Brexit: In praise of immigration from a talent perspective.
I’ve worked for around 30 years in recruitment. I’ve lived and worked in several countries and run an executive search firm that has around 20 languages spoken at mother tongue level. I think I fall into the category of those better qualified to talk about the effects of Brexit from a talent perspective.
First of all, the good news: in my view, the impact of Brexit on demand levels for executives would be low to non-existent. There may of course be a secondary shock due to an economic downturn connected to a leave vote but I really can’t see a crush of French executives queuing for the next available Eurostar at St Pancras or an underclass of returnee British managers hitting the food banks of Surrey on June 24th. Demand for quality executive level talent either in to or hailing from the UK will not abate any time soon.
My worry is longer term and it concerns immigration versus the fertility rate.
A country needs a fertility rate of at least 2.1 children per mother in order to maintain a stable population. Any lower than that and your population is ageing. Come down as low as 1.3 as is the case in Spain and your economy is heading for economic disaster where twenty years from now you will have lost 25% of your entire working population. That’s 25% fewer tax payers to sustain the welfare of a pensioner population significantly larger than it is today.

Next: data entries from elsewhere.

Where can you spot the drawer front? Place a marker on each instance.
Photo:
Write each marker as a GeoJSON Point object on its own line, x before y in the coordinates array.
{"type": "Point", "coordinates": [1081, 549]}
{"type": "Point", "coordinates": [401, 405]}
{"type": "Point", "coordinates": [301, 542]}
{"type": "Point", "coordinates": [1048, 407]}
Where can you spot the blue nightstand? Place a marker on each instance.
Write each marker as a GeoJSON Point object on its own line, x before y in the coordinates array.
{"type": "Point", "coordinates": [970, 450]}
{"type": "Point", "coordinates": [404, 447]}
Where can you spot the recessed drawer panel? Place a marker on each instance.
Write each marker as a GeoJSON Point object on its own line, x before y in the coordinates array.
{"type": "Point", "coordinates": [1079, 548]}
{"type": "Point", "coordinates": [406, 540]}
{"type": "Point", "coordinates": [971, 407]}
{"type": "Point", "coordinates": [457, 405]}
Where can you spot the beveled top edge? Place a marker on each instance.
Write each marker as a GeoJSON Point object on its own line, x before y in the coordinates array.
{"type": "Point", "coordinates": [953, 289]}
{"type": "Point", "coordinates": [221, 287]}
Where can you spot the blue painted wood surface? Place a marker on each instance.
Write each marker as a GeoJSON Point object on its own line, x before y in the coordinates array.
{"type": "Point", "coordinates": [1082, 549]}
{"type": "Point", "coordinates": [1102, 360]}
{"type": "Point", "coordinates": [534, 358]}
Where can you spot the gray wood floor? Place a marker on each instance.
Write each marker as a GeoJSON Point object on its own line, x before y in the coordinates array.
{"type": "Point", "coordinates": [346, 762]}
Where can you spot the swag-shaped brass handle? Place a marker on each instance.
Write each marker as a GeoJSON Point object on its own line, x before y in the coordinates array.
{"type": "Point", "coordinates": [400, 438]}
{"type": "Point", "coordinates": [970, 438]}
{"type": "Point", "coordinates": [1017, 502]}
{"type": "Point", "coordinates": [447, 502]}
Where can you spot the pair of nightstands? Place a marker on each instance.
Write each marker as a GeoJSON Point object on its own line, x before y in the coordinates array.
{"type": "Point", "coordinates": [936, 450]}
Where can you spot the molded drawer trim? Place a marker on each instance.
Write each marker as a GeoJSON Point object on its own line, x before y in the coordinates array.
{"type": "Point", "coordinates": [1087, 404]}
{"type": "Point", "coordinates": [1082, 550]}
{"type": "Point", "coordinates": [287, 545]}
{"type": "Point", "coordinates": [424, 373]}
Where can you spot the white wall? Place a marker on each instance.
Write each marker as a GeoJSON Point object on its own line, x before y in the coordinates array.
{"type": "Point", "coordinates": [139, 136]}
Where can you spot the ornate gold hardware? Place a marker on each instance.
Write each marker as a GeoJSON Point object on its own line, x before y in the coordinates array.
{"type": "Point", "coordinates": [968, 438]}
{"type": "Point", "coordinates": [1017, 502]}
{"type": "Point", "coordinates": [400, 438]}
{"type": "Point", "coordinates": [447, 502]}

The UK’s rate currently sits at around 1.9. Not great but OK. But it’s a known fact that the only reason this figure is not closer to the danger zone is immigration. We in the UK have immigrants to thank for keeping us in safe fertility territory. Our population is ageing, but only very slowly.
Now you can draw your own conclusion from this. Either you read the Daily Mail and you’ll contend that these immigrants are stealing our jobs and bumping us down the waiting list for our hip replacements and their children are muscling ours out of precious places at school or you’ll heed the lessons of our own very recent history and see that immigrants are generally well educated and whereas they’ll struggle to get the best employment opportunities immediately (due to language or local experience limitations), have a huge appetite for work and most importantly, will drive their children to perform better at school so that those children can access the sort of opportunities that were unavailable to them. And it is those very children who will be paying their taxes in twenty years from now when I and the remains of my baby boomer generation will thank them for helping to finance my winter fuel allowance. Germany stood at 1.06 and it’s now 1.43. Still dangerous but Merkel got it.
Immigration from a talent perspective = good thing..
Brexit from a talent perspective = no big deal immediately, catastrophic twenty years from now.
Why is nobody talking about the positives of immigration?